Eye drops are composed mainly of water. However, the active ingredient vitamin A is fat-soluble, so, like oil, it cannot be dissolved homogeneously into water just by mixing. In addition, vitamin A easily breaks down in aqueous solution. As a result, although the positive effect of vitamin A on eye health has long been well known, it has been difficult to use in eye drop formulas. Moreover, under Japan’s Pharmaceutical Affairs Law, OTC eye drops sold at pharmacies and drug stores must be limpid (clear and transparent), making it even more difficult to use vitamin A in eye drop formulations.
To overcome these difficulties and incorporate fat-soluble vitamin A into eye drops required the application of interface science-based technologies. Lion has built up technologies related to interface science over many years through the development of detergents and other products. More than two decades ago, Lion led the way in establishing the technology to stabilize vitamin A in OTC eye drops using surfactants.
Even more than 20 years after the release of the Smile eye drop series, Lion’s researchers continued to advance R&D, driven by the strong desire to create even better eye drops. The key technological challenges were to include a higher amount of vitamin A without producing a cloudy liquid and to increase the amount of vitamin A in the formula that adsorbs on the cornea.
However, the vitamin A in Lion’s eye drops was enveloped by the surfactant within the solution. As a result, increasing the amount of vitamin A in the solution also required increasing the amount of surfactant, limiting adsorption on the cornea. However, if the amount of surfactant were reduced to improve absorbability, the emulsion particle size would become larger, causing the liquid to appear cloudy.

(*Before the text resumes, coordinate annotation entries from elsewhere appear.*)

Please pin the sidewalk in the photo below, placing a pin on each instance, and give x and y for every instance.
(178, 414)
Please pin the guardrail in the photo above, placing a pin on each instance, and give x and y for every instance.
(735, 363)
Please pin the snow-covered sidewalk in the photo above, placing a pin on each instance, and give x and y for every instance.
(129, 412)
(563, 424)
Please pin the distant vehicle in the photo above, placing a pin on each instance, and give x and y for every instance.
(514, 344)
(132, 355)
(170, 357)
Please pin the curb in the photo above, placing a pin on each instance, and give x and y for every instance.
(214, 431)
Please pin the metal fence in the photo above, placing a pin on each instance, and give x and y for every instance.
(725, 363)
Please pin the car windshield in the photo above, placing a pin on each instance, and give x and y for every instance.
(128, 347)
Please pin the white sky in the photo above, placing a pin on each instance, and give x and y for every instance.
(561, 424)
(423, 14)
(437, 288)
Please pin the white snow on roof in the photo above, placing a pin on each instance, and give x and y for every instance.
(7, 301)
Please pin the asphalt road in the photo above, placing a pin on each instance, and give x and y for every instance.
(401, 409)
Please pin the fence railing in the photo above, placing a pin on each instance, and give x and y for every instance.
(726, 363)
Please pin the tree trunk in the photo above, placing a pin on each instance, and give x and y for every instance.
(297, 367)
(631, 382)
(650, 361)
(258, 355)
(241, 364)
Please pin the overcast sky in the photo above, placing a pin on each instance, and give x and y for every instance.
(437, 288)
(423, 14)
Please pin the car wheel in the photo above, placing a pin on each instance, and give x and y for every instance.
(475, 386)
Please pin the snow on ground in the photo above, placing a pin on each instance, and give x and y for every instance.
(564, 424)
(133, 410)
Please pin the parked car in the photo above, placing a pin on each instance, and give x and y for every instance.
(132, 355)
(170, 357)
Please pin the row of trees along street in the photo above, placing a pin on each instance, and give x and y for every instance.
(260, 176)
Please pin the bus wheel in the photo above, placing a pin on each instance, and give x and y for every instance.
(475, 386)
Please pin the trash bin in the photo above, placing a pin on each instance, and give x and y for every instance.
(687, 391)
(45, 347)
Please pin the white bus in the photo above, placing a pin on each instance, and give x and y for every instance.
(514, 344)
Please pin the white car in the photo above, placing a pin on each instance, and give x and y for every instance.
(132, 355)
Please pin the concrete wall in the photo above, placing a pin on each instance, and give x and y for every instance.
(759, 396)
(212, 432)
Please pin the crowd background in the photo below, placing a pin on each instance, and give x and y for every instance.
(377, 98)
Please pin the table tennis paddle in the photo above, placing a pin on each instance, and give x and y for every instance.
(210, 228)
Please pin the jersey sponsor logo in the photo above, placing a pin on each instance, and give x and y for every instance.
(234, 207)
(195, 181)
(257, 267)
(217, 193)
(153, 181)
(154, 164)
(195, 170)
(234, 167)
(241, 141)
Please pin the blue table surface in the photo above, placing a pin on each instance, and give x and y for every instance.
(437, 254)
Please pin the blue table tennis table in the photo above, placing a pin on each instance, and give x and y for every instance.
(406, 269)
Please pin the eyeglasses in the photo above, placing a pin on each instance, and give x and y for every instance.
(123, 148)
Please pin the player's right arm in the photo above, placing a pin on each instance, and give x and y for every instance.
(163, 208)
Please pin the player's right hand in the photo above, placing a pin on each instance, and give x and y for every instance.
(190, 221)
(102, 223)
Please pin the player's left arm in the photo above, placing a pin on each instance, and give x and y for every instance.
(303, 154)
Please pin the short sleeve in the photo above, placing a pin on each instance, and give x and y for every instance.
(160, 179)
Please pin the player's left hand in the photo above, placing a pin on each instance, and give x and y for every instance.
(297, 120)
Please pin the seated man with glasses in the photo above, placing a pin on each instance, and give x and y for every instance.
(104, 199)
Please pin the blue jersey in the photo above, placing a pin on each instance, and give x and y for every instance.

During formula development, we reviewed the existing manufacturing process from scratch, focusing on the fact that the emulsion particle size changes depending on the formulation process. If the emulsion particle size could be made sufficiently smaller than any visible light wavelength, the solution would be transparent.
First, we measured the amount of vitamin A adsorbed using liposomes to model cornea cells in order to determine the proportion of surfactant that would improve the vitamin A adsorbability compared with the existing formula. We then thoroughly studied the formulation process at the promising level of surfactant identified through this process. We discovered that by raising the temperature of the aqueous phase, the particle diameter could be made smaller. In addition, we analyzed the resulting solution using the small-angle X-ray scattering (SAXS) method, a cutting-edge structural analysis technology, and found that the vitamin A was dispersed in the water in extremely small nano particles, forming a nano-emulsion.*
By extending the scope of technological development from examining only the quantitative ratio of surfactant to include the manufacturing process as well, we succeeded in creating a formula with more vitamin A and higher adsorbability without decreasing limpidness.
*Academic Presentations:
The 28th Annual Meeting of the Academy of Pharmaceutical Science and Technology, Japan (2013). Formulation design of eye drops with vitamin A emulsion with absorbability.
The 52nd Annual Meeting of Japan Oil Chemists’ Society (2013). Structure of vitamin A nano-emulsions prepared with non-ionic surfactants and its absorbability onto the biological-model interface.